Enforcement, however, had been hard to spot until now. Word of the ban
was slow even to reach remote provinces.
In Vienna, Austria, a spokesman for the U.N. Drug Control and Crime
Prevention office hailed the move to shut down the opium vendors.
"I would hope ... that the international community will help Afghanis
to set up functioning law enforcement capacity - including drug
control," Kemal Kuhrspahic said. Such an effort would also include
help for farmers who earn big money by planting opium poppies, he said.
"What we would like to see is ways to prevent the harvest from
reaching the market," Kuhrspahic said.
Kandahar provincial officials promised a tractor brigade in coming
weeks to plough under all fields planted with poppies - but said sales
of "medicinal amounts" - defined as about 2.2 pounds of opium, would
continue to be allowed in Kandahar city itself.

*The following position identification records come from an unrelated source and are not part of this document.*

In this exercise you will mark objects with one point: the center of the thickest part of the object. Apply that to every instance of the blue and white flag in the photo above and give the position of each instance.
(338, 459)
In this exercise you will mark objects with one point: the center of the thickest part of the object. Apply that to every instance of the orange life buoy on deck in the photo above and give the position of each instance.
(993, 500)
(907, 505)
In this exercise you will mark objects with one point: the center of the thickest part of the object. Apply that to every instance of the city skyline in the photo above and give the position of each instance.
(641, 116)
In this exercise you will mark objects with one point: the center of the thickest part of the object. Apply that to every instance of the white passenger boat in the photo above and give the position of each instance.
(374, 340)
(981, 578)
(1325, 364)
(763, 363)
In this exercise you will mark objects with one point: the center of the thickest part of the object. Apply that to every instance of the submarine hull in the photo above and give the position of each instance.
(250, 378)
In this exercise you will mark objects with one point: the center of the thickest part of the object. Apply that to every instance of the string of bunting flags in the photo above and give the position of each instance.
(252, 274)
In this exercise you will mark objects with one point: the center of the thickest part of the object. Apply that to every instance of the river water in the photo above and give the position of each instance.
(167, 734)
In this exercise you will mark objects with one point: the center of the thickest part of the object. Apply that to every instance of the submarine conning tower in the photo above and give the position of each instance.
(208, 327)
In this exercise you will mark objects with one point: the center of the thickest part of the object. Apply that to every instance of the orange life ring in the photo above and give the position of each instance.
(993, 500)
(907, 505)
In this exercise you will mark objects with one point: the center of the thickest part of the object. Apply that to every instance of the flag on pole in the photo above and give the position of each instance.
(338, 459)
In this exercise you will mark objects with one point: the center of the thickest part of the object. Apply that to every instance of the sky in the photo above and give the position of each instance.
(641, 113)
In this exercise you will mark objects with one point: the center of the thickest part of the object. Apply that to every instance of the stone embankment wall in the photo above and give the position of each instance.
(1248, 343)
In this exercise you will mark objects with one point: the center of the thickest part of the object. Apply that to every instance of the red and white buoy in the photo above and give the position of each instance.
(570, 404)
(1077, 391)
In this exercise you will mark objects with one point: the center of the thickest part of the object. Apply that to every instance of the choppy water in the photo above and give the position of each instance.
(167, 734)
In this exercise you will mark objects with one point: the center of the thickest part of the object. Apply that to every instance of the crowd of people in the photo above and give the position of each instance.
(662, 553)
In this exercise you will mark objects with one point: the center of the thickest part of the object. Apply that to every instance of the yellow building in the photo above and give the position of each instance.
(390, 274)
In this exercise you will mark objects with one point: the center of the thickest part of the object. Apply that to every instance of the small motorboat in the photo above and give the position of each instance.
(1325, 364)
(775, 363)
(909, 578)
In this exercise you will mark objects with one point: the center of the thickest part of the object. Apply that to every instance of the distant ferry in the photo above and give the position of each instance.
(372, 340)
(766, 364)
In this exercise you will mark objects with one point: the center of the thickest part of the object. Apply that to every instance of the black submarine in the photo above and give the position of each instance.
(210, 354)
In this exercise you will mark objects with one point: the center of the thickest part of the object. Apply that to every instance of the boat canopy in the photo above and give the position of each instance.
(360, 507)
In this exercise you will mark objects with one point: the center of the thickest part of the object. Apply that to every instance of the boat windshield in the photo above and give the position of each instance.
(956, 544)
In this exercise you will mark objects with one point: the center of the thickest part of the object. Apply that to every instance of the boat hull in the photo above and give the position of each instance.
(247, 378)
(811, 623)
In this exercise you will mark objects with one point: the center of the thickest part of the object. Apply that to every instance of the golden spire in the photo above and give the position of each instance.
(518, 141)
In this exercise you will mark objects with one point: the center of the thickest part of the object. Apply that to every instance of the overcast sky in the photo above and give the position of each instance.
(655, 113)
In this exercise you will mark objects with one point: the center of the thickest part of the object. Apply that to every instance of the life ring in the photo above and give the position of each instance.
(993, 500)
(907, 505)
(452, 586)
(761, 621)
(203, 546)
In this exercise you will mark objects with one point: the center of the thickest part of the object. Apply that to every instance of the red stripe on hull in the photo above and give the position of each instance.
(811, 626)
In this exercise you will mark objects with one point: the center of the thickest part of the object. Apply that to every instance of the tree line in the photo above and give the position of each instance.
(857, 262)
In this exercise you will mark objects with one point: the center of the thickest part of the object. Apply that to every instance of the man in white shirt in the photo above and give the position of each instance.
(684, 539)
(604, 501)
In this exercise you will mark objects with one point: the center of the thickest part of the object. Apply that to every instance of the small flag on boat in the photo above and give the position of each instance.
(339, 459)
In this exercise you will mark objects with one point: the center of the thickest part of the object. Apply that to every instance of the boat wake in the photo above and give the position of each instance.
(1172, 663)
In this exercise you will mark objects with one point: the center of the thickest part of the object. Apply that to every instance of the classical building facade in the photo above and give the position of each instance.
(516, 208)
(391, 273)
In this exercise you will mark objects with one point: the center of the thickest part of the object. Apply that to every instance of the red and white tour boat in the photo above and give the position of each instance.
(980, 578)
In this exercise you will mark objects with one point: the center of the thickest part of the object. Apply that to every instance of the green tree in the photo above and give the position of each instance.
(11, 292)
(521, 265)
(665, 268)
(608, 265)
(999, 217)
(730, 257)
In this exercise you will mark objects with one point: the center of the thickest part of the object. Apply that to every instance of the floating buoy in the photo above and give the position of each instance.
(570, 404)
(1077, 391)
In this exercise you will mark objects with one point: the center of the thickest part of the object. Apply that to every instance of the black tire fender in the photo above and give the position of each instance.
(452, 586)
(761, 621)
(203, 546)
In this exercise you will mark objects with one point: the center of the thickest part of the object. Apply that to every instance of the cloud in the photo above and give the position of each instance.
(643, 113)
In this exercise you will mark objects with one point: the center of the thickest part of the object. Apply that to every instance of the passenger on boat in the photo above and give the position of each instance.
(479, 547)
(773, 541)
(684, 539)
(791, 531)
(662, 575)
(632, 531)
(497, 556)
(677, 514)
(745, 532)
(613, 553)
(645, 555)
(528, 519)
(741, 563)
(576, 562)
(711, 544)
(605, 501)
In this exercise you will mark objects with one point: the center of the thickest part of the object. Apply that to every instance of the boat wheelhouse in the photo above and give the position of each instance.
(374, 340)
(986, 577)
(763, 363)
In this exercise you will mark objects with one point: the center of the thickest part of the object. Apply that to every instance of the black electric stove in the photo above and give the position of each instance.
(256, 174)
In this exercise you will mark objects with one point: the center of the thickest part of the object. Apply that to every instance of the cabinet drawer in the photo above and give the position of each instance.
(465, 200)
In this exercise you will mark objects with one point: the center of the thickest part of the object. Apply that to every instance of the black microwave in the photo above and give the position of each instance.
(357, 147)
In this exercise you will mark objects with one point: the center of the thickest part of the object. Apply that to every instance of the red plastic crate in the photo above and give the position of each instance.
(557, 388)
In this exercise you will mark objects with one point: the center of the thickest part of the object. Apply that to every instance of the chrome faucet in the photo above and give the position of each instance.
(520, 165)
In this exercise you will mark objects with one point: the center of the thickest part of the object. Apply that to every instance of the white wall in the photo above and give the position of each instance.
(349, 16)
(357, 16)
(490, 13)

Last week, opium dealers said, American special forces appeared at
their open storefronts on the city's opium lane - telling them their
dealing days were done.
Americans told vendors to clean the walls of their shops - dealers
traditionally throw balls of the stuff on the walls, to make clear
what's on offer there. "Change your business," Mohammed Wali recalled
them saying.
"The special forces have come every day since," said Noor Ullah,
likewise purging his walls of raw opium. Dealers, who said previously
opium sales were the only way they could feed their families, said
they might go into selling vegetables.
Kandahar's police chief and his forces came later to the market's
opium lane to reinforce the message, and local radio repeated the
order to get out of the business.
In other developments:
The Afghan Red Crescent Society graduated its first class of women
health care volunteers, a major step in a country where a quarter of
all children die before age 5 and where educating women was banned
under the Taliban. The 59 graduates are all teachers who are expected
to go back to their villages or neighborhoods and instruct other women
about health care.
Prime Minister Hamid Karzai reopened the Afghan Embassy in the United
Arab Emirates on Monday, raising Afghanistan's flag in a hotel in the
capital, Abu Dhabi, in the presence of Emirates Foreign Ministry
officials. The Emirates was one of only three countries to have
diplomatic relations with the Taliban.
The World Health Organization is using donkeys and helicopters to
distribute emergency medical supplies to remote parts of Afghanistan,
where basic health care is woefully inadequate.